I think there will have to be constitutional reform of some form after Brexit
BUT
Those talking about it have ideas which would destroy the fabric of democracy because they don't understand what democracy is. Or they don't understand the unintended consequences of the change they proposed and that it won't solve the problem in the way they want.
Which is kind of a problem.
A lack of vision and foresight.
Dominic Cummings is a problem in this sense. He is a visionary who does not understand how unusual that is. He was given a problem to solve and he certainly did that. He thought other visionaries would take up the baton of what to do next. Instead he got all the idiots who were the original problem coming up with a solution. He is a desparately naive man whose ego and desire to win, override the wisdom of doing so, in the absence of there being new leaders ready and waiting with a plan. He seems to have been very much a loner.
The point here is something of a generation one. We need a new generation to come through with geniunely new and visionary ideas. Instead we have a number of cults coming through but no real individual leaders or people who are rather more like carbon copies of their predessors and have only done well because they mirror and copy the older generation and we have Corbyn who is of the wrong generation and is seen by many as a champion of younger generations when you really just need someone of their own generation. There isn't really anyone new inspiring who is filling the 'sane' box.
I'm just watching the 20th Century icons 'leaders' programme and its not lost on me that such leaders seem to be forged in a climate of adversity and they came on a wave of a need for new hope. Many of them have a 'foil' to bounce off too, an 'enemy' or 'force'.
Can you do that in a time of comfort?
I think we have a period of hardship or adversity of some description coming. There is no way around it. There are echoes around the world of political unrest and economic turmoil which haven't really peaked. I am not sure it will peak this year; but I do think it will be this year or next when the Great Crisis Hit.
I think a lot of the Leave success feeds on the some thing as the French Revolution. Its very simplistic and built on a dislike of 'the experts' or 'the middle class looking down on the workers'. Its real and I think genuine. It was often easier to encourage immigration rather than train 'difficult' people.
DH commented yesterday about how his business has no training for junior staff, and the only way he got it was by baptism of fire in crisis and changing jobs when he faced obstruction or resistance to change. And that really isn't going to work for so many, which just leads to a complete wasting of talent of a generation. I've seen quite a bit about millenials being the 'burn out' generation, and I think thats also true. And thats a handicap to bring through new blood and new visionaries.
His current job is basically to take a sledgehammer to old ways of thinking and this is extremely difficult because of entrenched individuals who are using politics to stop him. But he is part of a team where there is a visionary, a sledgehammer to pave the way for that vision, there are doers who apply the practicalities and plan that the visionary and the sledgehammer have created. He comments on how unique it is to have that in a company.

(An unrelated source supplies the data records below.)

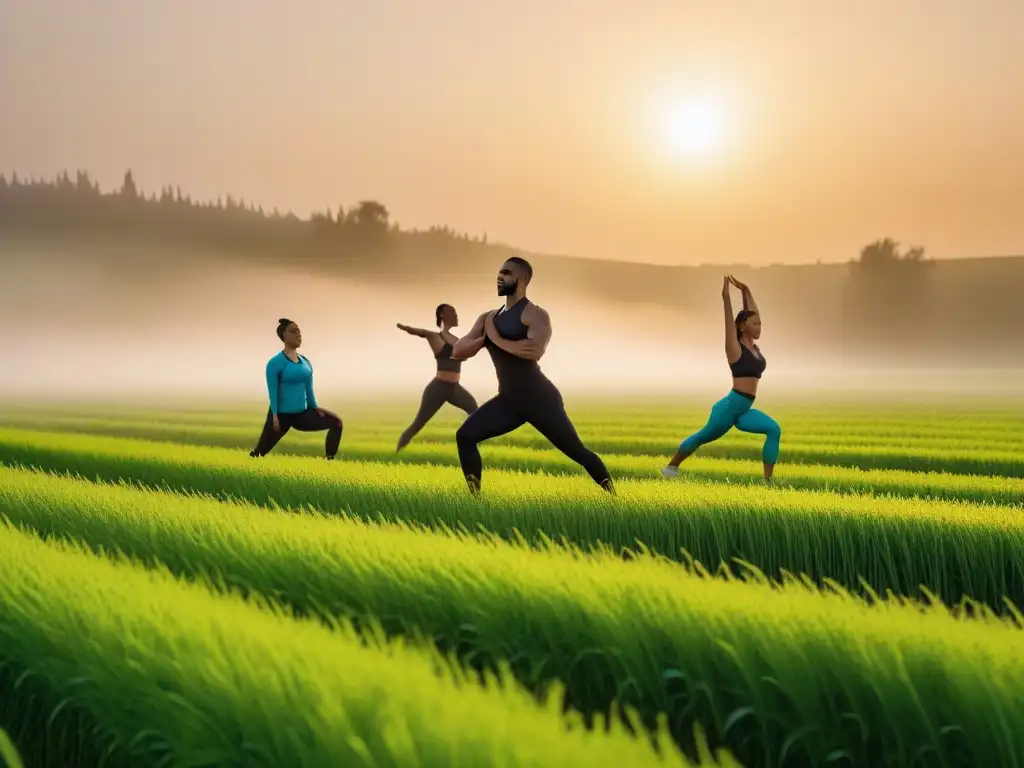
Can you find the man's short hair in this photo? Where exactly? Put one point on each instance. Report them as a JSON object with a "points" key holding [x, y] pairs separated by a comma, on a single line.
{"points": [[524, 264]]}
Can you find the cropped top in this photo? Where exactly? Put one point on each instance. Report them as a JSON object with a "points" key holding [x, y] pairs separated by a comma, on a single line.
{"points": [[444, 361], [749, 365]]}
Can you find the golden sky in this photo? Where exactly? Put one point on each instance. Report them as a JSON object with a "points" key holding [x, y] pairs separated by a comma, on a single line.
{"points": [[544, 123]]}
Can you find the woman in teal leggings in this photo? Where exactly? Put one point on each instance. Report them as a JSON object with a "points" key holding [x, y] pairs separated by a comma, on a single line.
{"points": [[736, 409]]}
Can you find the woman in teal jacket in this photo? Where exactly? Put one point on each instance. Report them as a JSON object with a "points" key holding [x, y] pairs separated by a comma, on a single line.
{"points": [[290, 385]]}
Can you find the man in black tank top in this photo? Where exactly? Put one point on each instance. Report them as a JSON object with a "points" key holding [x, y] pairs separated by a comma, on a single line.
{"points": [[516, 337]]}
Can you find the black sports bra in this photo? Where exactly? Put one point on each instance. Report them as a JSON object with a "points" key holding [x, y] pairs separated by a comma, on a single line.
{"points": [[749, 365], [444, 361]]}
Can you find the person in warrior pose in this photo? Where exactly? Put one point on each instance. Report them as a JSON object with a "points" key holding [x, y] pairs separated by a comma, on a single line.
{"points": [[735, 410], [444, 387], [290, 384], [516, 337]]}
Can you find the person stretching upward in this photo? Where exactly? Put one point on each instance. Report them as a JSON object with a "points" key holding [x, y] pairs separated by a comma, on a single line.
{"points": [[516, 337], [735, 410], [290, 384], [444, 387]]}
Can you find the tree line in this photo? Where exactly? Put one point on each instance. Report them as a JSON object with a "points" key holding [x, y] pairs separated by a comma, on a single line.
{"points": [[78, 206], [885, 296]]}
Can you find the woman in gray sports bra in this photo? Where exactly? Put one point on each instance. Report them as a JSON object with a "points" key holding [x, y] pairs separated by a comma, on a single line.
{"points": [[444, 387], [736, 409]]}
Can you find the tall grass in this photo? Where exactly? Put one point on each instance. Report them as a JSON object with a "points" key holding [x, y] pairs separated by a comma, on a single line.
{"points": [[955, 549], [24, 445], [996, 458], [169, 674], [781, 677]]}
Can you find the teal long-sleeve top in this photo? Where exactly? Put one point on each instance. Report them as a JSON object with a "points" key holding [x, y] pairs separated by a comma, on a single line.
{"points": [[290, 384]]}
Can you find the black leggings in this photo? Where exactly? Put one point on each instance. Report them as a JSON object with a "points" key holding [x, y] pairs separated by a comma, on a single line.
{"points": [[542, 408], [436, 394], [307, 421]]}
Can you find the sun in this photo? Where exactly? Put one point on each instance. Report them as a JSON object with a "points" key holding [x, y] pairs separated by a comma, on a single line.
{"points": [[695, 130]]}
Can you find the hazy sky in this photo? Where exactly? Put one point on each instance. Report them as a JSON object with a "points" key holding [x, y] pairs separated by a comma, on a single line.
{"points": [[544, 123]]}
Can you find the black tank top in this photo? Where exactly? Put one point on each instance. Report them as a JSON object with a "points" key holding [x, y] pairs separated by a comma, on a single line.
{"points": [[512, 372], [444, 361], [749, 366]]}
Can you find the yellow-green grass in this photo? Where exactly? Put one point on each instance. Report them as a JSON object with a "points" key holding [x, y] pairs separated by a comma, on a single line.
{"points": [[787, 676], [39, 445], [651, 435], [955, 549], [166, 673], [967, 459], [883, 424]]}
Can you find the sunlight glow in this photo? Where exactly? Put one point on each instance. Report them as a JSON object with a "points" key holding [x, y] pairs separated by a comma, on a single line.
{"points": [[695, 130]]}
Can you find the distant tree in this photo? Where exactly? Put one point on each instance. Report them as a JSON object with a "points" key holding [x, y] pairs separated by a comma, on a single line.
{"points": [[128, 188], [886, 299]]}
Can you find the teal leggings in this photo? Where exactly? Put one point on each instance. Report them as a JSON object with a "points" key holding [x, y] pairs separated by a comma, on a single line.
{"points": [[736, 411]]}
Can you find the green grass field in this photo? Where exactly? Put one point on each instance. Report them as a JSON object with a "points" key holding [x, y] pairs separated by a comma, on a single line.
{"points": [[167, 600]]}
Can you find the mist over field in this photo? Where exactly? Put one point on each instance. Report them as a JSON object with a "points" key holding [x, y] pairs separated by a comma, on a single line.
{"points": [[123, 321]]}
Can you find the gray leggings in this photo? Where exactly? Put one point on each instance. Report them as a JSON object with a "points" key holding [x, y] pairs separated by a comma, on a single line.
{"points": [[436, 394]]}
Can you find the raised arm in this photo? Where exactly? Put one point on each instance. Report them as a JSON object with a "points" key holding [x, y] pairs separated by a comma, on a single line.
{"points": [[749, 302], [732, 350], [539, 330], [472, 342]]}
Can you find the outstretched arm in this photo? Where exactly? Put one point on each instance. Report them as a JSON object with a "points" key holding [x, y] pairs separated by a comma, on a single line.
{"points": [[472, 342], [272, 372], [310, 397], [749, 302], [433, 338], [732, 350], [539, 331], [421, 332]]}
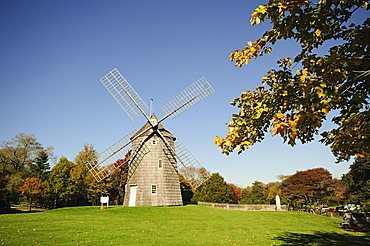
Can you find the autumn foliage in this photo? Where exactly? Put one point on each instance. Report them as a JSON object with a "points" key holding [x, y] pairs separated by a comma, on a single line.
{"points": [[31, 189], [313, 187], [294, 100]]}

That said, whilst he has a team, there isn't a programme to actively bring through new people and back up those trying to build something new. And that puts pressure on people and also creates 'burn out' in those who are good.
A climate of burnout limits the already small pool of good people who could lead.
I know I'm rambling a lot here as its a stream of thoughts I'm just trying to verbalise as I have them. But it does come back to this sense of having to have a period of pain. And some of us will be a 'lost generation'.